For those who wanted to see the Killer Rabbit:
Darth Vader couldn't believe that his first act as Emperor - a position he hadn't really wanted by the way - would be to wade through a bunch of ancient junk in the Jedi Temple. How the thing had ended up there, he didn't know, but it was the only thing that could get rid of the thing that was terrorizing Coruscant. As he made his way to the room that contained the case that had washed up from another universe, three blue figures in Jedi robes appeared and blocked his path. He didn't know who they were, but then again he didn't know everyone in the Temple, much less everyone he killed, by sight.
"We're the Knights who say 'Ni'." the Force ghost on the Left who was casually leaning against a door frame said in a rather bored tone as he rubbed his fingernails on his robes and examined them.
"Look Mac, seeing as I'm the guard, I'm going to have to tell you what I tell everyone who comes down here. If you want the Holy Handthingy, you're gonna have to bring us a shrubbery." The ghost in the middle said.
He pulled out his Lightsaber.
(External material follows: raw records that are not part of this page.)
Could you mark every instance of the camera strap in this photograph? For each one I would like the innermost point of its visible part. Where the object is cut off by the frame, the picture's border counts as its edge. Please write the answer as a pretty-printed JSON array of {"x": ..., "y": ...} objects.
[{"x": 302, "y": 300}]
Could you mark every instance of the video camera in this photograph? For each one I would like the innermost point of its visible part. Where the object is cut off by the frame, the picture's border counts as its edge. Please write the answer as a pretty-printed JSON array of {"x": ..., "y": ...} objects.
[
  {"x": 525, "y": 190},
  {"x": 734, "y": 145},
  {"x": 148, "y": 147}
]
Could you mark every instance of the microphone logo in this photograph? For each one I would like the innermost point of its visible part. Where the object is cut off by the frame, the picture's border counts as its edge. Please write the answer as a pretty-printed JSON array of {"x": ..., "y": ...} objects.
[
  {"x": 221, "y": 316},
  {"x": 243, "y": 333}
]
While it would do nothing to the ghosts who were impeding his progress, it would deal with the door.
"I wouldn't bother, the door's made of Cortosis." the ghost on the Right said, smirking at the Lightsaber.
"As I said before Mac, you want the Holy Handthingy, you bring us a shrubbery."
A Week Earlier:
The Emperor stared down at the creature that was supposedly supposed to replace Vader. It was small, cute, and fluffy. The long-earred, pink-eyed creature was covered from end to end with soft white fur which made it look like a suitable pet for a small child. Figuring that the machine had malfunctioned somehow, the Emperor stepped forward and made shooing gestures at the animal.
It was the last mistake he'd ever make.
Coming to his aid was the last mistake several courtiers, hangers-on, and loyal and would-be loyal Imperial officers would ever make as well.